Se il disimpegno è la regola che governa i contenuti della nuova poesia, l’ossessione callimachea per la forma gli fa da contraltare. La cura scrupolosa della composizione e il paziente labor limae ne costituiscono infatti i tratti distintivi primari, come la brevitas, che porta i neòteroi a prediligere l’epigramma e l’epillio, utili ai poeti per fare sfoggio della propria erudizione e attuare raffinate strategie compositive, come i racconti “a incastro”.
Catullo
Catullo e la sua poesia sono tradizionalmente considerati la stella polare della rivoluzione neoterica e, anzi, ne rappresentano il documento più importante. Nel momento di crisi acuta della res publica romana, l’otium individuale diventava l’alternativa mai sperimentata alla vita collettiva, l’intimo spazio in cui dedicarsi alla cultura, alla poesia, alle amicizie, all’amore, in definitiva a se stessi e alla propria crescita personale.

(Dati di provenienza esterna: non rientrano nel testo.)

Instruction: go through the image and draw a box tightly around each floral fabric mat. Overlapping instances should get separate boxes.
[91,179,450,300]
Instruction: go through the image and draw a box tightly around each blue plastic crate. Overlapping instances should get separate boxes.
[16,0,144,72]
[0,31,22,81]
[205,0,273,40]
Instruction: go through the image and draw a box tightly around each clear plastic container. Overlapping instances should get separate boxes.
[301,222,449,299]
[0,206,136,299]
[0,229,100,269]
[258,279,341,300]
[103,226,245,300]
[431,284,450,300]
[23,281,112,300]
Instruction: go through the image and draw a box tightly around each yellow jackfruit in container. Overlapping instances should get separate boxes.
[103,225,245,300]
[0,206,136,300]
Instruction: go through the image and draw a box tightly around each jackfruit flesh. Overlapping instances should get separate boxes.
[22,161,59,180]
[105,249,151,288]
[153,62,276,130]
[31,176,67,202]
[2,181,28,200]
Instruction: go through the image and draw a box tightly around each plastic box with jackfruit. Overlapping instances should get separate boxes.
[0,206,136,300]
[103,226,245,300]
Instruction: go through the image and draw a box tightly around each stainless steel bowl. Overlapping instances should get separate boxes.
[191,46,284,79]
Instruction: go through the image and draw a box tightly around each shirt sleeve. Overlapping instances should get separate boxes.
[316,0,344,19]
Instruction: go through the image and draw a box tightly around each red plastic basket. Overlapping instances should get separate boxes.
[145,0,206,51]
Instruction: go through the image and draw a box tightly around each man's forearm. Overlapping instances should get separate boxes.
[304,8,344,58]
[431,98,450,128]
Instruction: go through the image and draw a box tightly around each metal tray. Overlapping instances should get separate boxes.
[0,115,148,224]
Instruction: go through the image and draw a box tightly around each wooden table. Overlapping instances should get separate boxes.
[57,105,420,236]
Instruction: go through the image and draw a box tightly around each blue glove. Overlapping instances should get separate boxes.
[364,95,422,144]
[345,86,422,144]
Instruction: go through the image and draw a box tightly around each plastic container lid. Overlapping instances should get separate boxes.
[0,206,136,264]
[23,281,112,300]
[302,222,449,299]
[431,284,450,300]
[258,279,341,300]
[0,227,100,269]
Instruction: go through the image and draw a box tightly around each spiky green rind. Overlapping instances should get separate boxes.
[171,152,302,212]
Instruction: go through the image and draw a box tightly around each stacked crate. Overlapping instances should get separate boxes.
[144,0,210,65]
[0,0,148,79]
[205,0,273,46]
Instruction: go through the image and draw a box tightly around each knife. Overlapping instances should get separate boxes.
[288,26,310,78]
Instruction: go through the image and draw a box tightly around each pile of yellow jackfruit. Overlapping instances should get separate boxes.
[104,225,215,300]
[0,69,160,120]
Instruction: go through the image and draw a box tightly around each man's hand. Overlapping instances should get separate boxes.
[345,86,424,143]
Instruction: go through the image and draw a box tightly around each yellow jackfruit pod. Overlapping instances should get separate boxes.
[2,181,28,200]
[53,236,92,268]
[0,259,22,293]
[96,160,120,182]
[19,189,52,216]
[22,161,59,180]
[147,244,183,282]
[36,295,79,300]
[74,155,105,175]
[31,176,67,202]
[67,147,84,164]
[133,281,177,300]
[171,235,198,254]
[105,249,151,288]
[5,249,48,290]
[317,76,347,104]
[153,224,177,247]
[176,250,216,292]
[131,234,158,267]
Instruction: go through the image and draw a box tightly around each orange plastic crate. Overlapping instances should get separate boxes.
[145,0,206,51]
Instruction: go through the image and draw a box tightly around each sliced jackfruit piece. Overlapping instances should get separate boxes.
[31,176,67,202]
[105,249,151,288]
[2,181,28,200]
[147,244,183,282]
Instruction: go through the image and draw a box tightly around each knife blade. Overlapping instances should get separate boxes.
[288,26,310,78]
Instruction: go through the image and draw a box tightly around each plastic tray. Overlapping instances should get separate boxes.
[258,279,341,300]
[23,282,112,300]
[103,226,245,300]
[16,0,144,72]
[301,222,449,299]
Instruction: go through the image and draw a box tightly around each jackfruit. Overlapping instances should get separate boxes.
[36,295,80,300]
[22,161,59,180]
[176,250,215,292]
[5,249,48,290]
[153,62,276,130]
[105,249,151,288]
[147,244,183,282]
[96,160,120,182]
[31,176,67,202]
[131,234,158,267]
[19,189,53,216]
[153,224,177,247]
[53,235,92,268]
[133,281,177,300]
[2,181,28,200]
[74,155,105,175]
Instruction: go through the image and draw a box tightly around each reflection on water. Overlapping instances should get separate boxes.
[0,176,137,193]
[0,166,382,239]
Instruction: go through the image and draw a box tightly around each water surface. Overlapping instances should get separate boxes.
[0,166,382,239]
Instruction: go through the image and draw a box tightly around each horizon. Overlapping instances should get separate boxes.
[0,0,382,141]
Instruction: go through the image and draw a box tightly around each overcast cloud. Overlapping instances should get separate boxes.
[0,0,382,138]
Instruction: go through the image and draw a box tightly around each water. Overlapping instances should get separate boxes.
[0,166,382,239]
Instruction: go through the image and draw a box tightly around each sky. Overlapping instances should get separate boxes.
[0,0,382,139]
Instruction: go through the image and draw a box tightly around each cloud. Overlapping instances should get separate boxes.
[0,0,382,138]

Nato a Verona, nella Gallia Cisalpina, Valerio Catullo frequentò Roma e i suoi personaggi di spicco in ambiente politico e letterario, dal celebre oratore Ortensio Ortalo, ai poeti Cinna e Calvo, da Manlio Torquato, a Cornelio Nepote a Clodia, la Lesbia dei suoi versi, come rivelato da Cicerone.
Della sua opera ci giungono 116 carmi, quasi 2.300 versi, raccolti in un Liber diviso per comodità su base simmetrica in tre sezioni:
- i carmina 1-60, contenenti le cosiddette nugae, componimenti brevi e di carattere leggero;
- i carmina 61-68, o carmina docta, cioè testi più lunghi e stilisticamente elaborati;
- i carmina 69-116, che sono sostanzialmente degli epigrammi in distici elegiaci.
Uno scherzoso invito a cena, il benvenuto a un amico che torna dalla Hispania, piuttosto che le proteste per un gesto poco urbano, sono solo alcuni dei temi oggetto della poesia di Catullo, che mette in versi aspetti minori o minimi dell’esistenza, associandoli ad affetti, amicizie, odi e passioni, ed è proprio questa occasionalità nella scelta degli argomenti a restituire quell’impressione di immediatezza che l’ha resa celebre.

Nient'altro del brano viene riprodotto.